Ainsi, le premier juge ne pouvait pas étudier la demande au titre des frais funéraires sans décision préalable de la commission de recours amiable. La demande ainsi formée était irrecevable. Le jugement doit donc être infirmé sur ce point.
2°) à titre de dommages-intérêts :
L’article 564 du code de procédure civile prévoit :
« A peine d’irrecevabilité relevée d’office, les parties ne peuvent soumettre à la cour de nouvelles prétentions si ce n’est pour opposer compensation, faire écarter les prétentions adverses ou faire juger les questions nées de l’intervention d’un tiers, ou de la survenance ou de la révélation d’un fait. »
La demande en paiement d’un montant de 5 000 euros au titre de la perte de chance s’analyse comme une demande de dommages-intérêts, qui n’avait pas été formée devant le premier juge.
Cette demande est donc irrecevable en cause d’appel.
Sur la demande de remboursement de la somme de 5 000 euros :
L’article 561 du code de procédure civile prévoit :
« L’appel remet la chose jugée en question devant la juridiction d’appel.
Il est statué à nouveau en fait et en droit dans les conditions et limites déterminées aux livres premier et deuxième du présent code. »
Il résulte de ce texte que l’obligation de rembourser les sommes versées en vertu d’une décision de première instance assortie de l’exécution provisoire résulte de plein droit de la réformation de cette décision (2e Civ., 8 mars 2007, pourvoi n° 06-11.693, 06-11.694).
Ainsi, il n’y a pas lieu de prévoir, au dispositif du présent arrêt, de condamnation à remboursement de la somme de 5 000 euros.

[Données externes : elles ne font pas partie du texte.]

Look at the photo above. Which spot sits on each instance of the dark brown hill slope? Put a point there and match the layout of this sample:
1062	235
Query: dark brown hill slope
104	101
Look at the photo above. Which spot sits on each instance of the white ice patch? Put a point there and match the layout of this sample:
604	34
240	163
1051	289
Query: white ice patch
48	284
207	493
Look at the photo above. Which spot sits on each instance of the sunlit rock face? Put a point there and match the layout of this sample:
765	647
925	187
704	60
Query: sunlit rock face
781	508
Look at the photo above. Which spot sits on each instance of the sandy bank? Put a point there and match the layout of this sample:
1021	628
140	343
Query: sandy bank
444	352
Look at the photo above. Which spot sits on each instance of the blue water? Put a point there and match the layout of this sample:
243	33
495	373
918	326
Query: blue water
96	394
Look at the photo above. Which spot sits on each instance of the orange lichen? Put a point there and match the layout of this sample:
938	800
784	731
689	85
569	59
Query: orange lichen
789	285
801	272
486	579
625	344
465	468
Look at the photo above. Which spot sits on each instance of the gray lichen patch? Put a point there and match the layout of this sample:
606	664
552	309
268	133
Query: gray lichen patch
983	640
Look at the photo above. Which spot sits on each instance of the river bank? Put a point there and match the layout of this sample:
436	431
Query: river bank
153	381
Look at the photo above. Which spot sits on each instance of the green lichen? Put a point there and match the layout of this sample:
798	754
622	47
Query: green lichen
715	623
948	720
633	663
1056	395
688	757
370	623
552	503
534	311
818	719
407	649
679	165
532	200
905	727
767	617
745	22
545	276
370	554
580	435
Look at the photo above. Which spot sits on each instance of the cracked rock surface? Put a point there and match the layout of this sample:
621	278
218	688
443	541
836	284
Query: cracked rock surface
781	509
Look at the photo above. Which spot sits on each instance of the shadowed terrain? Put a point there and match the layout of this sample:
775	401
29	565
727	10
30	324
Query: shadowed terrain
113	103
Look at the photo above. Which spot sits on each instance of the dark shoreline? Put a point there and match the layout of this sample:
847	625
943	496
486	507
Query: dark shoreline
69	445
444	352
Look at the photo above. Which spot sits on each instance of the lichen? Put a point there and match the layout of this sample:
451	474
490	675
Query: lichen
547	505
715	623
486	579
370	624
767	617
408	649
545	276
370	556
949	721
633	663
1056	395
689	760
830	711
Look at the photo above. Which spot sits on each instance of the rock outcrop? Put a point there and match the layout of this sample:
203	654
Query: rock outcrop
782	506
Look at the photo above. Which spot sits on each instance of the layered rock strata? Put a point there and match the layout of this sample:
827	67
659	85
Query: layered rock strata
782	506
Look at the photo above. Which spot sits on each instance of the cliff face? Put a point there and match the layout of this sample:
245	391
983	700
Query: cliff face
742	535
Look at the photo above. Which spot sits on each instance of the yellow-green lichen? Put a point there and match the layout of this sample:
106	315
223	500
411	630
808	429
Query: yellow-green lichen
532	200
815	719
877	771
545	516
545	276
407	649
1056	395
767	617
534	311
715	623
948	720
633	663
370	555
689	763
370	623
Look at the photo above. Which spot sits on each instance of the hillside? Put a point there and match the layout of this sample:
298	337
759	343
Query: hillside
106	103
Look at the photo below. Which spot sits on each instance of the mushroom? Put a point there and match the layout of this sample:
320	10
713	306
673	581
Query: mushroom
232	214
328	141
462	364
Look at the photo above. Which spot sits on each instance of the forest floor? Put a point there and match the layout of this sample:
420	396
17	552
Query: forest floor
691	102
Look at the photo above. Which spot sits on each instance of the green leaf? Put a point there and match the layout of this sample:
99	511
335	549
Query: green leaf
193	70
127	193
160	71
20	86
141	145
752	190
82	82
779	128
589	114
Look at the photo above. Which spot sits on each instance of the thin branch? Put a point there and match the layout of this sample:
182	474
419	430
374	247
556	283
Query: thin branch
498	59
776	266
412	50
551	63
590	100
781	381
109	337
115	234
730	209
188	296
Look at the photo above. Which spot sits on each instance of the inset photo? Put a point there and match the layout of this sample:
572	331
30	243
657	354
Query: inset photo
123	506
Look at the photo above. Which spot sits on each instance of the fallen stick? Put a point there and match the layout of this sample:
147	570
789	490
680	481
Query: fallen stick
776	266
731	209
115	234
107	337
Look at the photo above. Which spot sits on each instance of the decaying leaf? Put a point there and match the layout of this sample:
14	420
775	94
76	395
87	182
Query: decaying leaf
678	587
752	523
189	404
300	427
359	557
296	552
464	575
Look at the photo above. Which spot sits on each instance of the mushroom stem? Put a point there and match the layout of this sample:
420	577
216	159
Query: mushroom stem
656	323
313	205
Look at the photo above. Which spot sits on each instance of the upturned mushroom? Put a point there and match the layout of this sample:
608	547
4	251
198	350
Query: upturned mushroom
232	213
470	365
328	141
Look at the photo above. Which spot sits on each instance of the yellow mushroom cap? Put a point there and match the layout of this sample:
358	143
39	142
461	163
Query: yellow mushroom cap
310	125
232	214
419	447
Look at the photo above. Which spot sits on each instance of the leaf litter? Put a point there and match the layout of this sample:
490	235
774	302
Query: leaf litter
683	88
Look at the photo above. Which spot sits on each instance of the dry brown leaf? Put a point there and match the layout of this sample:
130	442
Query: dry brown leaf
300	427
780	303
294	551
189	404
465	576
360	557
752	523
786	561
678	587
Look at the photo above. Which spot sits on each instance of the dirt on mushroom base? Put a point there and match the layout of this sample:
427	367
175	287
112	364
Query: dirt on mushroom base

Sur les demandes accessoires :
Les dépens d’appel sont à la charge des consorts, [K], dont la demande en paiement d’un montant de 5 000 euros est déclarée irrecevable ;
Leur demande au titre de l’article 700 du code de procédure civile est rejetée.
PAR CES MOTIFS :
LA COUR, par arrêt contradictoire et en dernier ressort,
DÉCLARE irrecevable l’intervention de M., [I], [K],
INFIRME le jugement rendu par le pôle social du tribunal judiciaire de Créteil en date du 12 octobre 2021 uniquement en ce qu’il a condamné la caisse à payer à, [F], [E] veuve, [K] la somme de 5 000 euros au titre des frais funéraires,
STATUANT À NOUVEAU,
DÉCLARE irrecevable la demande en paiement d’un montant de 5 000 euros formée par Mme, [F], [E] veuve, [K], tant en son nom personnel qu’au nom de ses deux enfants mineurs, [L] et, [D], par Mme, [O], [Z] épouse, [K] et par M., [S], [K], tant au titre des frais funéraires qu’au titre de la perte de chance d’obtenir une indemnisation,
REJETTE la demande de condamnation en remboursement formée par la caisse primaire d’assurance maladie du Val-de-Marne,
CONDAMNE Mme, [F], [E] veuve, [K], tant en son nom personnel qu’au nom de ses deux enfants mineurs, [L] et, [D], Mme, [O], [Z] épouse, [K] et M., [S], [K] à payer les dépens d’appel,
REJETTE la demande au titre de l’article 700 du code de procédure civile formée par Mme, [F], [E] veuve, [K], tant en son nom personnel qu’au nom de ses deux enfants mineurs, [L] et, [D], Mme, [O], [Z] épouse, [K] et M., [S], [K].